For paper reviews, you must follow these guidelines: 1. summarize the paper briefly in your own words in 2-3 sentences. 2. provide a brief description of the problem the authors were trying to solve. 3. explain one or two key/interesting ideas of the paper 4. what are the positives of the paper? 5. what are some of the flaws of this paper? 6. What is one thing you found confusing or did not understand? For questions, just answer the question.



1/24:Review - Submit your review of the RPC paper.

1/29:Question - In his classical paper on time, clocks, and ordering, Lamport defines two events A and B to be concurrent if A does not happen before B and B does not happen before A. Is concurrency transitive? i.e., if A and B are concurrent events, and B and C are concurrent events, then are A and C concurrent? Why or why not? Please submit your answers on the review site before 10 am.

1/31:Question - (i) Can you think of a real application scenario where a taking global snapshot can be useful? Provide an example not mentioned in the paper. (ii) Consider the following scheme for taking snapshots: all the processes maintain logical clocks according to the scheme mentioned in the Lamport's paper. Given a logical time t, all the processes include all the events whose logical time is <= t in its local snapshot. For this question, ignore capturing the network channels. The global snapshot is constructed by combining all local snapshots. Does this global state correspond to a consistent cut? Why or why not?

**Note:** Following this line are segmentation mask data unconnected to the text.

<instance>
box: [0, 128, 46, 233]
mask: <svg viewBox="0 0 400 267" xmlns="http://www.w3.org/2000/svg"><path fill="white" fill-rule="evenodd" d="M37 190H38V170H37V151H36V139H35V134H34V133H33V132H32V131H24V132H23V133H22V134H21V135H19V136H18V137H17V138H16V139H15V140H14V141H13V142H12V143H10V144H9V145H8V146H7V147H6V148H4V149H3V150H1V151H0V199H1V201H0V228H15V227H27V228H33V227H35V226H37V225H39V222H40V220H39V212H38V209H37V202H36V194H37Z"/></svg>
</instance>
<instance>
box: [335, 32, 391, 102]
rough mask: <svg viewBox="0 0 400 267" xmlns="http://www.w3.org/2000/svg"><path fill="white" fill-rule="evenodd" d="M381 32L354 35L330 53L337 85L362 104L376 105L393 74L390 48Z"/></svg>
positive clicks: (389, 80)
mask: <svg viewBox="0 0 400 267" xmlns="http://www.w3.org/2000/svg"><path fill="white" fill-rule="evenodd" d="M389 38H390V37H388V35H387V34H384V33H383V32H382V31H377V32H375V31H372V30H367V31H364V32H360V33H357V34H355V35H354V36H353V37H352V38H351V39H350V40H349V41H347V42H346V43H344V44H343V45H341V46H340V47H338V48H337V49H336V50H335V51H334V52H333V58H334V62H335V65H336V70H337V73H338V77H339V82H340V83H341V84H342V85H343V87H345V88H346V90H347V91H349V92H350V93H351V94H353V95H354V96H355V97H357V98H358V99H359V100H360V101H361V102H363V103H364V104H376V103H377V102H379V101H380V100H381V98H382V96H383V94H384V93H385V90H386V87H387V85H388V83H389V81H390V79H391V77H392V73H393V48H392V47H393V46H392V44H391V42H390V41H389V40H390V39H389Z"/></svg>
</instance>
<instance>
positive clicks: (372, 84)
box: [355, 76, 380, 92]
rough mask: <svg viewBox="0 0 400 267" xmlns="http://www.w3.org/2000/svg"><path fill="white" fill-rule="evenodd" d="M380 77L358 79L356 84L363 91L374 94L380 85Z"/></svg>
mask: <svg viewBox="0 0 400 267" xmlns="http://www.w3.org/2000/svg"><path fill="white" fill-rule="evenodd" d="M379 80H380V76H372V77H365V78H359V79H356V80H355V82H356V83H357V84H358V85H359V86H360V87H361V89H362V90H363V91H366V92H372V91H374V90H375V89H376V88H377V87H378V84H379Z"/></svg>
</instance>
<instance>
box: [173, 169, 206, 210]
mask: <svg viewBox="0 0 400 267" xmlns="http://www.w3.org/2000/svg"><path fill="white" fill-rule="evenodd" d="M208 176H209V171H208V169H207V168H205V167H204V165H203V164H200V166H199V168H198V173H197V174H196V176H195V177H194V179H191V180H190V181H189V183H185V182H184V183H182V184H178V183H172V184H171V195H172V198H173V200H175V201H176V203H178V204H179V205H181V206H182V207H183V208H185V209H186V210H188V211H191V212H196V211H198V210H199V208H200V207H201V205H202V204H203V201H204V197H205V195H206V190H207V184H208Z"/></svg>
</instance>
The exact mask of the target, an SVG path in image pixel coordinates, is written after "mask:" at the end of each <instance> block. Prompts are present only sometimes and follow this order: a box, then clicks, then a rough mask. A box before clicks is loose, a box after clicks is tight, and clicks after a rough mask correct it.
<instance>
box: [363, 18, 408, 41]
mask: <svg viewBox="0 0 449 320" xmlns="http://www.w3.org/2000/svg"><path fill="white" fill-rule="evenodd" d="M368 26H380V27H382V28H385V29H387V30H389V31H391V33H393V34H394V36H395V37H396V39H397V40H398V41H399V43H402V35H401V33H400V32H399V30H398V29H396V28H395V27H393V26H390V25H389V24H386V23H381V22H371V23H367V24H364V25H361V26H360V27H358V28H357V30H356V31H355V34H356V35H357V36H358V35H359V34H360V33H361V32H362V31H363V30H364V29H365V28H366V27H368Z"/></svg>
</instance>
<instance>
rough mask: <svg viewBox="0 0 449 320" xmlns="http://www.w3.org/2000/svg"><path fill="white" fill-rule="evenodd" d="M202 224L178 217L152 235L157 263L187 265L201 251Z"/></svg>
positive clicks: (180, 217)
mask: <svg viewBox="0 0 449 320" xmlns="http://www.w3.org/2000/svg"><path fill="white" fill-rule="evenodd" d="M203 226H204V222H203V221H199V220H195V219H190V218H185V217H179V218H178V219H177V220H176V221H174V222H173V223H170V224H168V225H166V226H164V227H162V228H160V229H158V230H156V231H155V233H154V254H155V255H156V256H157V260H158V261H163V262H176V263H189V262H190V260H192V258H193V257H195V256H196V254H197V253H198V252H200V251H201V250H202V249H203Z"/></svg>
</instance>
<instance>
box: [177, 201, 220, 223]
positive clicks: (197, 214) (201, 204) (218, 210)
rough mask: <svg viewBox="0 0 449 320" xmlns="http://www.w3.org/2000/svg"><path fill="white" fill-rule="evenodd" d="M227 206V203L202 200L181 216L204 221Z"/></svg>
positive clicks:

2/05: - no reviews/questions. Just skim the papers and focus on project-1.

2/07:Question - The paper states that some systems use tens of seconds as timeouts. Is this the case in widely used systems such as ZooKeeper, MongoDB? What are the implications of using large and small timeout values?

2/12:Question - The paper states that in primary-backup (PB) systems, queries incur high latencies caused by prior writes that are still being processed. Must reads always wait for prior writes to complete in PB? If no, explain why not; if yes, explain why. How does chain replication enable low-latency reads?

2/19:Well done on P1! No question or review.

2/21:Question - Does single-decree Paxos (as described in the paper) guarantee liveness? i.e., will a value be chosen in a timely fashion if enough nodes are alive? If yes, explain how. If not, explain why not.

2/24:Question - Raft uses a leader-based approach (there is only one leader/proposer at a time), whereas Paxos allows multiple proposers to propose values concurrently. What are the advantages of a single-leader approach? What are the disadvantages? (Hint: think about performance.)

3/2:No question or review.

3/4:Question - The Chubby paper describes the different ways in which their lock service was used within Google (electing a primary, metadata store, etc.). Can you think of a use case for Chubby that is not mentioned in the paper? If you are unable to think one, among the use cases discussed in the paper, which did you find to be the most interesting? Why?

3/11:Question - Compare 2PC to Paxos. What is different? What is similar? Will you ever need both together in a system?

4/01:Question - Does Raft in itself provide exactly-once semantics offered by linearizability? If yes, describe how. If no, describe at a high-level what must be done to achieve exactly-once semantics.

4/08:Question - Describe one workload where AFS performs better than NFS. Describe one where NFS performs better than AFS.

4/10:Question - GFS uses a chunksize of 64MB. Describe the trade-offs in choosing a chunksize.

4/14:Question - Both Bayou and Dynamo aim to provide eventual consistency. One problem with eventual consistency is that there might be conflicting writes to different replicas. To ensure eventual consistency, the system must perform conflict resolution. What are the similarities between Bayou and Dynamo in the way they resolve conflicts? How do they differ?